# How tight should your Full Face Helmet fit?



## Thrasher (Jun 18, 2005)

Hi, I was just out looking at a few Full face helmets today and was wondering how they should fit? I tried on a Small Giro Remedy and Medium Fox Rampage. The Giro was way to small and the fox fit me but felt kind of tight. I guess it supposed to be pretty tight on your cheek bones so this the Fox was probably a good fit? I'm going to one more shop tomorrow to check out a few more. I was going to check on some sixsixone's and a few others. The Fox seemed pretty decent so I might end up with that one. I just want better protective gear before I hit the resorts up next weekend. :thumbsup:


----------



## TLL (Apr 28, 2008)

It should fit tight on your cheek bones, and you should not have a lot of movement when the helmet is snug in place.

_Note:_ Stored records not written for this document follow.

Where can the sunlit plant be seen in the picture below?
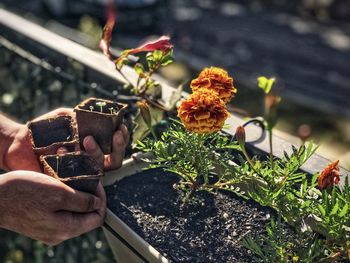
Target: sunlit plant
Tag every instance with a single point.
(313, 210)
(145, 59)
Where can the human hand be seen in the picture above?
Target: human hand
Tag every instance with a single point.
(45, 209)
(20, 156)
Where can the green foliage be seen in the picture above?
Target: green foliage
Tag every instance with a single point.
(195, 158)
(279, 244)
(144, 66)
(266, 84)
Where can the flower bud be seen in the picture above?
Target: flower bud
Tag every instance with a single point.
(330, 176)
(240, 135)
(145, 112)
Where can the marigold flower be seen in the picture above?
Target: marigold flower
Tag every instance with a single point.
(216, 79)
(203, 112)
(329, 176)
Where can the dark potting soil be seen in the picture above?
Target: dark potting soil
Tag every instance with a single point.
(207, 229)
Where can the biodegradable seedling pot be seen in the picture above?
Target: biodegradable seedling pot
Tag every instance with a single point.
(48, 135)
(78, 170)
(99, 121)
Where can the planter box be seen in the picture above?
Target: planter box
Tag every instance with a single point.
(133, 196)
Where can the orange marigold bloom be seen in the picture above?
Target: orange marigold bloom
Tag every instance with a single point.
(215, 79)
(203, 112)
(329, 176)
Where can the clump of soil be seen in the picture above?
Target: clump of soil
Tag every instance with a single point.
(207, 229)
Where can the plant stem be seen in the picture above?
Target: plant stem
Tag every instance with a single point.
(271, 149)
(125, 78)
(150, 127)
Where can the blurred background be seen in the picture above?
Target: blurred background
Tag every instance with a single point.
(305, 44)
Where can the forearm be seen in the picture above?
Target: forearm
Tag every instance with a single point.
(8, 131)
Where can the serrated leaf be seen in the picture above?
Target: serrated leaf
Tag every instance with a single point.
(139, 69)
(344, 210)
(321, 209)
(265, 84)
(335, 209)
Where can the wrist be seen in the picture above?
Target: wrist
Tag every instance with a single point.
(8, 131)
(3, 199)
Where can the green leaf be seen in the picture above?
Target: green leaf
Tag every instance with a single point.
(335, 209)
(139, 69)
(344, 210)
(157, 54)
(321, 209)
(265, 84)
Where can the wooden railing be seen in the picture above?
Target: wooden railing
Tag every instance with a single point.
(53, 52)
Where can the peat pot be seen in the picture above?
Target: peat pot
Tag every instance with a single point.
(48, 135)
(100, 119)
(78, 170)
(146, 221)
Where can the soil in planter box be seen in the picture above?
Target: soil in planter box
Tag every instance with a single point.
(208, 229)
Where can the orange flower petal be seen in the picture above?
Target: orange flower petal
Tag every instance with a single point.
(203, 112)
(215, 79)
(329, 176)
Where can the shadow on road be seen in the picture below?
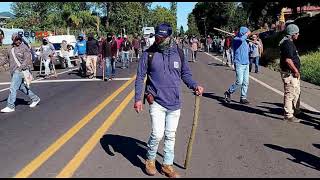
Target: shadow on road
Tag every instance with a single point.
(240, 107)
(300, 157)
(130, 148)
(305, 116)
(19, 101)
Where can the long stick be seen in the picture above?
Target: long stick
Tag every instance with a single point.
(193, 131)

See this link for some fit info.

http://www.tactics.com/sizing/giro


----------



## be350ka (Dec 17, 2004)

When it is on your head with the chin strap cranked down, try to move it. If it moves "on" your head then it is probably too big. If it moves with the skin on your head, you are all set up. 

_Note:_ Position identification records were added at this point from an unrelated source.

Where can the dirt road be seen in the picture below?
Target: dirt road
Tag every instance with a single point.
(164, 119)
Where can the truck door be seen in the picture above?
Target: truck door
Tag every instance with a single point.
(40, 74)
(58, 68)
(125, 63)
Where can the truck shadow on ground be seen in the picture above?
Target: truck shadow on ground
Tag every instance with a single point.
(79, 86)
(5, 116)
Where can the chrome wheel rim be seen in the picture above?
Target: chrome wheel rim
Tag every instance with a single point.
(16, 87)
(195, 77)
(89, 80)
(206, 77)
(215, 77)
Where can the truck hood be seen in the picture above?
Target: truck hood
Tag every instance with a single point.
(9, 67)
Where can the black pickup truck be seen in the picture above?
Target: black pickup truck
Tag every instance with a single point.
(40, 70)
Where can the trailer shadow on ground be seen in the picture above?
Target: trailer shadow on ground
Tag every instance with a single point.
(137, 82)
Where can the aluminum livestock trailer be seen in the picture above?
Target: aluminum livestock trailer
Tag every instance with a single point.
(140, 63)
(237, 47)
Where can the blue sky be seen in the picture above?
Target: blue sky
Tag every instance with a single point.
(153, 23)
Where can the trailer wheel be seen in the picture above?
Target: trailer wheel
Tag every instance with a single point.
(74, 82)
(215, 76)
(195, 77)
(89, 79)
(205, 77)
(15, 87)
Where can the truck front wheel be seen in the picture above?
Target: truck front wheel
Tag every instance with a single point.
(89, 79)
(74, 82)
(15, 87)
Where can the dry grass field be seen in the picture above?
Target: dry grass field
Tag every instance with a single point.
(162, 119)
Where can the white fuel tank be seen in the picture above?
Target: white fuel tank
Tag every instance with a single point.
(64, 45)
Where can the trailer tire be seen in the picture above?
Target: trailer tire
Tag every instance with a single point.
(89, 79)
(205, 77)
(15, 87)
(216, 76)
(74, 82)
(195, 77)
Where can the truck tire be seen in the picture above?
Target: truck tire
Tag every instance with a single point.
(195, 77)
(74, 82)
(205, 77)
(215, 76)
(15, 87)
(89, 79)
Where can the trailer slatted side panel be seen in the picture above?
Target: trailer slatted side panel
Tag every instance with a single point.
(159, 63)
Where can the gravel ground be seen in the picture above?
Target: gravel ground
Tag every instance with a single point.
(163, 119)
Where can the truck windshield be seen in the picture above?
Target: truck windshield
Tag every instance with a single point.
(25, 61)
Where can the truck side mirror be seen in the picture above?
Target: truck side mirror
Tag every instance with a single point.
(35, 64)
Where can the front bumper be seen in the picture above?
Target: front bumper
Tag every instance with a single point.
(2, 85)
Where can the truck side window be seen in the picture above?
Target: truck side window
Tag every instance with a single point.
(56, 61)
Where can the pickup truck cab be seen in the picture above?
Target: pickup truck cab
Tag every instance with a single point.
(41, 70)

Remember, after a little while the padding in the helmet will break in and the helmet will loosen up slightly.


----------



## Thrasher (Jun 18, 2005)

Cool. Thanks for that info guys.


----------



## TNC (Jan 21, 2004)

You'd be better served by posting this on the DH/FR forum. Your mention of resort use sounds more like a dedicated DH/FR helmet. Now if you're not really going to be riding the hardcore stuff at a resort but just more aggressive trail use, then you have more options. It mainly boils down to how much hard pedaling and/or climbing you're going to do and in what temps.


----------